KCK Operasyonları ve Suriye’nin Geleceği

Son günlerde Türkiye gündemini meşgul eden iki önemli konu var: Türkiye’de KCK Operasyonları ve Suriye’de devam eden isyanlar.

Emniyet Genel Müdürlüğü, ilgili soruşturma savcılarının gözetiminde uzun bir süredir, PKK terör örgütünün siyasal örgütlenmesine yönelik operasyonlar yapıyor. PKK terör örgütünün çatısı altındaki, Koma Civakên Kurdistan yani Kürdistan Topluluklar Birliği adı altındaki siyasi terör örgütünün temel hedefi alternatif bir gölge devlet yapılanması oluşturmak. Ancak yapılan operasyonlar, PKK terör örgütü ile birlikte onun dış destekçilerini, İngiltere ve ABD’yi de büyük telaşa sürükledi. Çünkü Büyük Ortadoğu Projesi’nin en önemli aşamalarından biri olan Birleşik Kürt Federasyonları planı amacına ulaşamayacaktı.

ABD ve İngiltere’nin gelecek planlarının, “İran’ın Mahabat bölgesi, Türkiye’nin GüneyDoğusu, Irak’ın ve Suriye’nin Kuzeyinde oluşacak Kürt federatif yapılarının Birleşik Kürt Federasyonu çatısı altında toplanarak bir devlet oluşumuna dönüşmesi” olduğunu her fırsatta söylüyoruz. Bu çerçeve içerisinde, ilgili ülkelerdeki Kürt siyasal hareketlerinin zarar görmeden federatif bir yapıya kavuşturulması büyük önem taşıyor.

Bütün bu nedenlerle, önce Uludere Olayı ve ardından KCK Operasyonlarını durdurmaya yönelik girişimleri dış destekli provokasyonlar olarak tanımlamak yerinde olacaktır.

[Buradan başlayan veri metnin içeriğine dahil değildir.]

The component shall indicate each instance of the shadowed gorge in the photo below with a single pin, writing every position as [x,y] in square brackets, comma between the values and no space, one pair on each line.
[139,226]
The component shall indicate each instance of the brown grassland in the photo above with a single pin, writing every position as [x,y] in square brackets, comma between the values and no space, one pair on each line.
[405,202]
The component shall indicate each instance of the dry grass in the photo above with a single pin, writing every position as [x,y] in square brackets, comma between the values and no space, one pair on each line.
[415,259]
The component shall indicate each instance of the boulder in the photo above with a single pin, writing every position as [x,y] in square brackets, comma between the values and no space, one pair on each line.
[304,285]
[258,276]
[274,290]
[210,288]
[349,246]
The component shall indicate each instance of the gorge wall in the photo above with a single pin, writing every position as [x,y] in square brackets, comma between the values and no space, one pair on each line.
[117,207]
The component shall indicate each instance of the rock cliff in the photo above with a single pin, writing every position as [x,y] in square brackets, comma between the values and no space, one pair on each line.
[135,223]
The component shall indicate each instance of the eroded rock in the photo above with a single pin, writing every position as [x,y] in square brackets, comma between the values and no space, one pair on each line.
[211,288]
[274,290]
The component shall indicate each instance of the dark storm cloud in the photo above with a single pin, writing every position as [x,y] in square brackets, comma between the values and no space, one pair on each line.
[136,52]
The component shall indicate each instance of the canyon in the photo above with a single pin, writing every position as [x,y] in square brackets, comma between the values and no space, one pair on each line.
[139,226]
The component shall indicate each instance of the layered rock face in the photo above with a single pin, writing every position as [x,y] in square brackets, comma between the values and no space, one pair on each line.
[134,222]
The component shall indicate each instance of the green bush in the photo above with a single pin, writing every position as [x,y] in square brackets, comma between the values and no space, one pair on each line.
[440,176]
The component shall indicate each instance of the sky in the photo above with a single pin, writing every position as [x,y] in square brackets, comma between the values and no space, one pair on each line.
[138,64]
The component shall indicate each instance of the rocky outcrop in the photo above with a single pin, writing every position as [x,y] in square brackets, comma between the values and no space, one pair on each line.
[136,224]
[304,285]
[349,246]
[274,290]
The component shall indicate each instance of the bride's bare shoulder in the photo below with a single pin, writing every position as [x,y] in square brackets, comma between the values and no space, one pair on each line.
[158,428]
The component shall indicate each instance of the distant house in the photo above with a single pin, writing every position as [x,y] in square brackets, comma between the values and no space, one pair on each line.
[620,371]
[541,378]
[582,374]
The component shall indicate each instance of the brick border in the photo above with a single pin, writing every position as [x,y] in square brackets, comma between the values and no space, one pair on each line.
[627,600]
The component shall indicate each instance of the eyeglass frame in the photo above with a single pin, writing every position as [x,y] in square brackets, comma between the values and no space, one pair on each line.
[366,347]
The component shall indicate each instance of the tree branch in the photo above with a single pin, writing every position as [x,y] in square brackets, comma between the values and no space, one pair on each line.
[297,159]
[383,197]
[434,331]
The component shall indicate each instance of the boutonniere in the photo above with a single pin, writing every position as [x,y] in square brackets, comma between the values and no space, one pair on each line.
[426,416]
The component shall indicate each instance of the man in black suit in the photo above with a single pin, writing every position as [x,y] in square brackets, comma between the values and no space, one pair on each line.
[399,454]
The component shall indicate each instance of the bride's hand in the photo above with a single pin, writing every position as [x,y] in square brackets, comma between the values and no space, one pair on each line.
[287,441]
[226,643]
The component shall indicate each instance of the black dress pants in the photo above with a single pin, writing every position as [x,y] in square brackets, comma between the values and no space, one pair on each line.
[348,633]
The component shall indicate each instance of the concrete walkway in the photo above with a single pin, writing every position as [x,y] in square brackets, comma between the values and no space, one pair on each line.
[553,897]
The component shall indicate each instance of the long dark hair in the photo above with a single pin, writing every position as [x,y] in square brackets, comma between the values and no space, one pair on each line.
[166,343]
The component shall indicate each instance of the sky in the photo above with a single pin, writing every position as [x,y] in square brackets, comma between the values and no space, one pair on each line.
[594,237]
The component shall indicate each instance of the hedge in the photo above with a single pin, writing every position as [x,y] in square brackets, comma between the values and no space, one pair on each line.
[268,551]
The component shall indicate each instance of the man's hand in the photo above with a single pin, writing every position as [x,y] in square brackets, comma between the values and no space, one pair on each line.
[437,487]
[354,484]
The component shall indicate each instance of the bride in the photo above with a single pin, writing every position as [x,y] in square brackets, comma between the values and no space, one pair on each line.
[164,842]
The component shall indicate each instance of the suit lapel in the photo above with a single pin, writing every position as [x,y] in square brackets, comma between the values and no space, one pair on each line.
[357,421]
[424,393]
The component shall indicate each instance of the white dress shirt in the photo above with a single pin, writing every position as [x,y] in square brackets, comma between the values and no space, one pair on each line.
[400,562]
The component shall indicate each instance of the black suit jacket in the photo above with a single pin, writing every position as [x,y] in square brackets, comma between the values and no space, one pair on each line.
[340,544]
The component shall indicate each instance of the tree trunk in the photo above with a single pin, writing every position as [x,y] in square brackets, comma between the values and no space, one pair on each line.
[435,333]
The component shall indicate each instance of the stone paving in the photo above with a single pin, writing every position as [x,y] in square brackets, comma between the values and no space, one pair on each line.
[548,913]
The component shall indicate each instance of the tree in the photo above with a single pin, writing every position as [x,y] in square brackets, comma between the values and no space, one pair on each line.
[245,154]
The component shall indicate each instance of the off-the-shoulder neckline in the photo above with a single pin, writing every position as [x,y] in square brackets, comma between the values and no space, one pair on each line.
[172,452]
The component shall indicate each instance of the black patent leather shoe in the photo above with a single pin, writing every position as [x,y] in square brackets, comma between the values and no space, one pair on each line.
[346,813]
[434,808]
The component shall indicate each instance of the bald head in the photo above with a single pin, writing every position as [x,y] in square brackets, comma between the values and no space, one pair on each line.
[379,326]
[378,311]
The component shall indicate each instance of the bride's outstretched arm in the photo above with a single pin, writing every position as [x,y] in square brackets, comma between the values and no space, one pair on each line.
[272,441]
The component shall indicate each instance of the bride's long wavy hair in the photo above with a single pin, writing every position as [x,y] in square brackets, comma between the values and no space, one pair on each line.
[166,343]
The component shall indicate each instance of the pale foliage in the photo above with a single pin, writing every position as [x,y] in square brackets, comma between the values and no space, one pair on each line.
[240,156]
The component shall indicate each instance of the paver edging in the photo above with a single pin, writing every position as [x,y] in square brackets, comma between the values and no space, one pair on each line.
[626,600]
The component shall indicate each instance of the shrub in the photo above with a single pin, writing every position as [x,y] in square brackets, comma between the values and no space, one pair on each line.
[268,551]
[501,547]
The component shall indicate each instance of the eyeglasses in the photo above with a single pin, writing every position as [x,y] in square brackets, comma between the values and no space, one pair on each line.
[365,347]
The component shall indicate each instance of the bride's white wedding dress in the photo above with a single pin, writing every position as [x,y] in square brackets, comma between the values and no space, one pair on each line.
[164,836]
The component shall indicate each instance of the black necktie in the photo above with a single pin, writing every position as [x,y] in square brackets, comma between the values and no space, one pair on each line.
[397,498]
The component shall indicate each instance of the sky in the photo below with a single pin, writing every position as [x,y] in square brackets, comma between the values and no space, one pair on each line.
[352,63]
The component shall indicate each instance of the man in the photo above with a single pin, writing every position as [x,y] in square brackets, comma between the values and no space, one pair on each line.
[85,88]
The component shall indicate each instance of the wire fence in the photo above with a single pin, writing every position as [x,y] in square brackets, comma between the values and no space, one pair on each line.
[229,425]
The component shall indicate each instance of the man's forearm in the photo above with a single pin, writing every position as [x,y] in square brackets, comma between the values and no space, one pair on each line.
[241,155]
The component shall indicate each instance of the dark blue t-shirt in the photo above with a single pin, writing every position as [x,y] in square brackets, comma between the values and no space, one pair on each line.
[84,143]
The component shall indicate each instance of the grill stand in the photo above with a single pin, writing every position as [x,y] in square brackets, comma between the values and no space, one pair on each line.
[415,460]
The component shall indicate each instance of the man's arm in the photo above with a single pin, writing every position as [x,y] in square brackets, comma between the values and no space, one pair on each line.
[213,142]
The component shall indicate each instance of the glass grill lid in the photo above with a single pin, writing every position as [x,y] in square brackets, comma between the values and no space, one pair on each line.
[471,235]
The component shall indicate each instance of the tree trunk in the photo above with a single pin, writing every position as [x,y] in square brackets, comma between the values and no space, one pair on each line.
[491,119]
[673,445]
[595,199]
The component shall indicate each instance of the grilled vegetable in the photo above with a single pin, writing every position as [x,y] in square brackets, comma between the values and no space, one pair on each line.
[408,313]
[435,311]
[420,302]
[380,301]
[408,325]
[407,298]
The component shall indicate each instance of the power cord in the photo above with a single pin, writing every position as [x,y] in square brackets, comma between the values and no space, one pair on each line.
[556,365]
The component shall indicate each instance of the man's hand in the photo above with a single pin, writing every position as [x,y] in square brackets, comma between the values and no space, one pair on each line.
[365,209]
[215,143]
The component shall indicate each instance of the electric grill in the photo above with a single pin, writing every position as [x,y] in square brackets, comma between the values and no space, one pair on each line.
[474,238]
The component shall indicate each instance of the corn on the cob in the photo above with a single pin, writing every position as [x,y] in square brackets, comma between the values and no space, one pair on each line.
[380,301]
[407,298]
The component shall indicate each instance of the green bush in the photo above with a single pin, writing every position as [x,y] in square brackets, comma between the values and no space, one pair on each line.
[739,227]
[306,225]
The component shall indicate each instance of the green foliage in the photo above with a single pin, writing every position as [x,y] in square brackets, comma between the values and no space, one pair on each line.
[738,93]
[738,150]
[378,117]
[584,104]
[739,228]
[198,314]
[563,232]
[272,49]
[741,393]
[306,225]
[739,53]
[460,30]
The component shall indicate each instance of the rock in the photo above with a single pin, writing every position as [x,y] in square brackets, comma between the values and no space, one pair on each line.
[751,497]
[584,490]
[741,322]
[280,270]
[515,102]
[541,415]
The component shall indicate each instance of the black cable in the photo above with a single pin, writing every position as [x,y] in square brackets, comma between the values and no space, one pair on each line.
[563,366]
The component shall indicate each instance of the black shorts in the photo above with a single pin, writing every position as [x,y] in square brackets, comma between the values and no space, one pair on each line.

Dışarıda Türk Silahlı Kuvvetleri’nin, içeride ise Emniyet Genel Müdürlüğü’nün yaptığı başarılı operasyonlar Terör örgütünü geriletmiştir ve ısrarla sürdürülmelidir.

Suriye konusuna gelince, önce Kuzey Irak Operasyonu’nu hatırlamakta yarar var. 1991 Körfez Savaşını takiben Kuzey Irak’ta oluşturulan Güvenli Bölgeyi hepimiz hatırlarız. Herkesin düz bir çizgi zannettiği 36. Paralel aslında, Kuzeyden Güneye inen ve Kürt Federasyonu sınırları ile yüzde yüz çakışan diklemesine bir çizgidir. Süleymaniye bölgesi 36. paralelin altında olmasına rağmen Kürt nüfus yoğunluğu sebebiyle Güvenli Bölgeye alınmış; buna karşılık 200 bin kişilik Telafer kasabası tamamına yakını Türk olan nüfus yoğunluğu sebebiyle Güvenli Bölge dışında bırakılarak Saddam’ın insafına terk edilmişti.

Suriye’de gelecekte yürütülecek siyasi tabanlı askeri plan bundan çok farklı değildir. ABD ve stratejik müttefiklerinin öncelikli hedefi Suriye’nin kuzeyinde bir güvenli bölge oluşturmaktır. Bu güvenli bölge Humus’tan başlayarak Palmira’dan Bukemal’e kadar devam edip Kamışlı Haseki bölgesini içine alacaktır. Bu bölge, Kerkük ve Orta Irak petrollerini Akdeniz’e ulaştıran petrol boru hatlarını da güven altına alacaktır. Temel hedef, Irak petrollerinin güvenli bir şekilde Akdeniz limanlarına ve oradan da Batıya ulaştırılmasıdır.

Türkiye bu plana dahil olarak hem siyasi hem de ekonomik olarak büyük bir darbe yiyecektir. Siyasi olarak, hem kendi içindeki hem de Suriye’deki ayrılıkçı Kürt gruplarını güçlendirecek, hem de Kerkük Yumurtalık petrol boru hattının ekonomik değeri kalmayacaktır.